近時の雇用情勢について
2017年08月01日
5月30日に、平成29年4月分の有効求人倍率と完全失業率が公表されました。いずれも好調に推移しており、塩崎厚生労働大臣も会見において「雇用情勢は着実に改善が進んでいるという認識には変わりがない」と述べています。
本ニュースでは近時の雇用情勢を概説し、企業が注意すべきポイントについてお伝えします。
●公表内容の概要
厚生労働省発表の一般職業紹介状況によると、4月の有効求人倍率(季節調整値)は前月より0.3ポイント上昇し、1.48倍で、約43年ぶりの高い水準となりました。これはバブル期の最高値である1.46倍を超え、昭和49年7月以来43年2ヵ月ぶりの高い水準とのことで話題になりました。5月の有効求人倍率も微増しており、今後も高い水準で推移していくことが見込まれます。
また、同日総務省が公表した労働力調査によると、4月の完全失業率(季節調整値)は2.8%となり、本年2月以降は同じ水準を保っています。これも2月の時点で、平成6年6月以来22年8ヵ月ぶりの低い水準になります。
ここ一年の動向(※下表参照)を見ると、冒頭にお伝えした厚生労働大臣の言葉のとおり、有効求人倍率・完全失業率ともに雇用情勢は改善基調であることを示しています。このことから今後も、労働市場はさらなる売手市場化が進むことが推察されます。
【有効求人倍率(右軸、折れ線グラフ)と完全失業率(左軸、棒グラフ)の推移】
(総務省統計局HPから抜粋)
●人材を確保していくために
有効求人倍率にはパートタイマーも含まれていますが、パートタイマーを除外した正社員有効求人倍率(季節調整値)でも前月を0.03ポイント上回る0.97倍となり、「求職者1人に対して1社の正社員求人がある」という状態が間近に迫っています。そのような状況下においては、人材の確保はどこの企業にとっても、これからの経営に関係する大きな課題となってくるでしょう。
下表は平成27年を基準(= 100)とした実質賃金指数の推移です。過去10年間、賃金は概ね低下してきましたが、足元では改善の傾向がみられます。今後も労働市場がひっ迫していけば、人材確保を目的として賃金が上昇していく可能性は十分にあります。

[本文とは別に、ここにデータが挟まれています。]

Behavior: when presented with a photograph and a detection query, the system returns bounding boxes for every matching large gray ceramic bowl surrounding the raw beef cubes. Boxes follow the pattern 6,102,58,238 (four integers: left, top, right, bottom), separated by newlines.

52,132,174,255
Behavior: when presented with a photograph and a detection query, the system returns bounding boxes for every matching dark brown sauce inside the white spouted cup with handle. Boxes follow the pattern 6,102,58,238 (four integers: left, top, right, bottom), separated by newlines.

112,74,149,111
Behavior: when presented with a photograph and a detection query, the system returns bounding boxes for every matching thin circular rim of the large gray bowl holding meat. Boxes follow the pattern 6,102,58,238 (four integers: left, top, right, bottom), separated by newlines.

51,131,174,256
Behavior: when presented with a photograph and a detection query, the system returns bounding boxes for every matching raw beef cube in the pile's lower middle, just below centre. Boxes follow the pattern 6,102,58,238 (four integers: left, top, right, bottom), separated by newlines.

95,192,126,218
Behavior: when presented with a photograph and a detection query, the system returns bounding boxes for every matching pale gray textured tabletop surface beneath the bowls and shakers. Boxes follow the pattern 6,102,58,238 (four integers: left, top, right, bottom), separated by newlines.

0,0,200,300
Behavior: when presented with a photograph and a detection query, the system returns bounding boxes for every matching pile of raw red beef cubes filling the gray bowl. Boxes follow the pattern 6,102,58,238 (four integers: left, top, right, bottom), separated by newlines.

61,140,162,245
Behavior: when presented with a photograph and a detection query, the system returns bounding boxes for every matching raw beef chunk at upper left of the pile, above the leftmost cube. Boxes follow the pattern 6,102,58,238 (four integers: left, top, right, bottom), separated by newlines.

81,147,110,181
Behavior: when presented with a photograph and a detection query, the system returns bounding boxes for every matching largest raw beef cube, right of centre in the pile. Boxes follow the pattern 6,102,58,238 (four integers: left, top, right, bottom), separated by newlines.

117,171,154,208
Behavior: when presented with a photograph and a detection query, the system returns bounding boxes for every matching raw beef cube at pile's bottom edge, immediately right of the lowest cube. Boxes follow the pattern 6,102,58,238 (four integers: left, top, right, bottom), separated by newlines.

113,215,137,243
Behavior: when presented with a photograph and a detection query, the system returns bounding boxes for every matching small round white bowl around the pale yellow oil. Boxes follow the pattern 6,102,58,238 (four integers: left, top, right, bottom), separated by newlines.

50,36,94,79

【実質賃金指数(現金給与総額。左軸、棒グラフ)と前年同月比(右軸、折れ線グラフ)の推移】
(総務省統計局HPから抜粋)
一般に有効求人倍率が1倍を超えてくると、従業員がより良い待遇を求めて他企業へ転職する動きが加速すると言われています。これまで特に不満や反感をあらわにしていなかった従業員も、より自身の望む待遇が目に写れば、翻意をするかもしれません。
賃金面以外にも、労働環境や人間関係など、働く動機づけになる要素は他にも多々あります。従業員が働きやすい環境を整えていくことが、今後の従業員の採用や定着に重要になってくるでしょう。